Aug 26 17:05:57 srbox dtlogin[18193]: [ID 363298 user.debug] 
utinfo:_getSidAndCookie : dpFile = /var/opt/SUNWut/displays/6
Aug 26 17:05:57 srbox dtlogin[18193]: [ID 444329 user.debug] 
utinfo:ut_setproperties: buffer = control srbox:7007:5192169635539532459
Aug 26 17:05:57 srbox request setproperties
Aug 26 17:05:57 srbox cookie=3671764208285120585
Aug 26 17:05:57 srbox doamgh=true
Aug 26 17:05:57 srbox end
Aug 26 17:05:57 srbox dtlogin[18193]: [ID 723181 user.debug] 
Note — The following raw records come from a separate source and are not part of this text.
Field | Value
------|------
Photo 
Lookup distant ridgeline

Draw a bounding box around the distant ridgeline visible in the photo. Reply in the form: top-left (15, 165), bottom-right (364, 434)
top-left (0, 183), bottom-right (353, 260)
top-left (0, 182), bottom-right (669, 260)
utinfo:-------- _sendAndRecvMsg: recvbuf START cmd 'control 
srbox:7007:5192169635539532459
Aug 26 17:05:57 srbox request setproperties
Aug 26 17:05:57 srbox cookie=3671764208285120585
Aug 26 17:05:57 srbox doamgh=true
Aug 26 17:05:57 srbox end
Aug 26 17:05:57 srbox '
Aug 26 17:05:57 srbox utinfo:begin response
Aug 26 17:05:57 srbox status=0
Aug 26 17:05:57 srbox end
Aug 26 17:05:57 srbox utinfo:-------- _sendAndRecvMsg: recvbuf END
Aug 26 17:05:57 srbox dtlogin[18193]: [ID 493413 user.debug] 
utinfo:ut_setproperties: ret.buffer = begin response
Aug 26 17:05:57 srbox status=0
Aug 26 17:05:57 srbox end
Aug 26 17:05:57 srbox dtlogin[18193]: [ID 142817 user.debug] 
sunray_get_user:pam_sm_auth: succeeded display 6 MODE=2, un=iana
Aug 26 17:05:57 srbox dtlogin[18193]: [ID 363298 user.debug] 
utinfo:_getSidAndCookie : dpFile = /var/opt/SUNWut/displays/6
Aug 26 17:05:57 srbox dtlogin[18193]: [ID 368275 user.debug] Entering 
waitForConnected
Aug 26 17:05:57 srbox dtlogin[18193]: [ID 214450 user.debug] 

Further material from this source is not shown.